Posted Apr 13, 2019 2:05 UTC (Sat) by quotemstr (subscriber, #45331)
In reply to: Expedited memory reclaim from killed processes by wahern
Parent article: Expedited memory reclaim from killed processes

Believe me, I'm no fan of overcommit --- but in this specific instance, it's amazingly not overcommit's fault. The same delay in memory reclaim can occur in a strict commit system! It's about the timing of page reclaim, not about (which is the point of overcommit) how many pages get allocated in the first place and from what sources.

to post comments

Expedited memory reclaim from killed processes

Posted Apr 13, 2019 3:55 UTC (Sat) by wahern (subscriber, #37304) [Link]

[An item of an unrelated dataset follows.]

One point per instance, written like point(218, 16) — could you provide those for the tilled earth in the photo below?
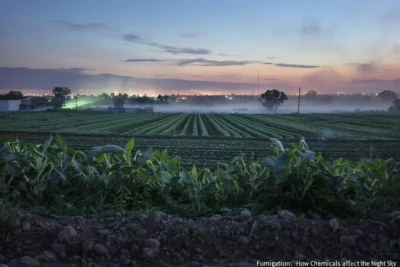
point(159, 239)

I don't doubt the criticisms of the patch. But in my most recent foray digging into the OOM logic, my general sense is that some of these timing and priority issues are largely a consequence of the complexity added to forestall the OOM killer and minimize the harm. For example, right now I'm helping to deal with the OOM killer being invoked in situations where there's plenty of uncommitted memory, but because of heavy concurrent dirtying the reclaim code attempting/waiting on page flush gives up too soon. Without overcommit there would be no reason to give up--"gives up to too soon" is a characterization only meaningful in a best effort, no guarantee environment.

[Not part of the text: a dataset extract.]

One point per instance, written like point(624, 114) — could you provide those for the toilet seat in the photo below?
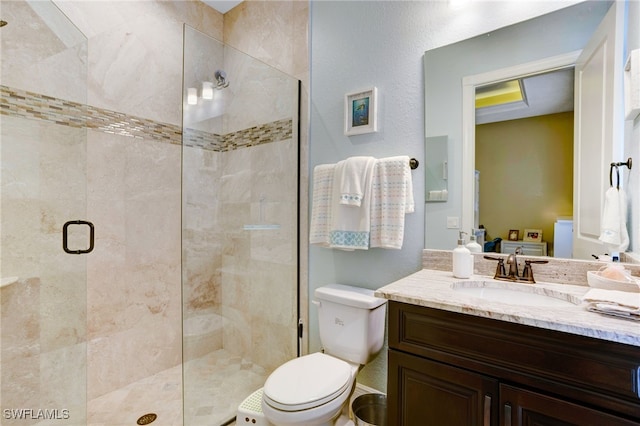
point(307, 382)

Overcommit seems to have resulted in kernel code that emphasizes mitigations rather than on providing consistent, predictable, and tunable behavior. There is no correct or even best heuristic for mitigating OOM. It's a constantly moving target. Any interface to those heuristic mechanisms and policies that look best today will look horrible tomorrow.

One may want to opt into overcommit and wrestle with such lose-lose scenarios, but designing *that* interface (opt-in) is much easier because you're already in a position of being able to contain the system-wide fallout--architectural, performance, code maintenance, etc. Likewise, one may want the ability to cancel ("give up") some operation, but an interface describing when to cancel (a finite set of criteria) is much easier to devise and use than one describing when not to cancel (a possibly infinite set of criteria).

So, yeah, I don't doubt that one sh*t sandwich can be objectively preferable to another sh*t sandwich, but the spectacle of sh*t sandwich review is tragic.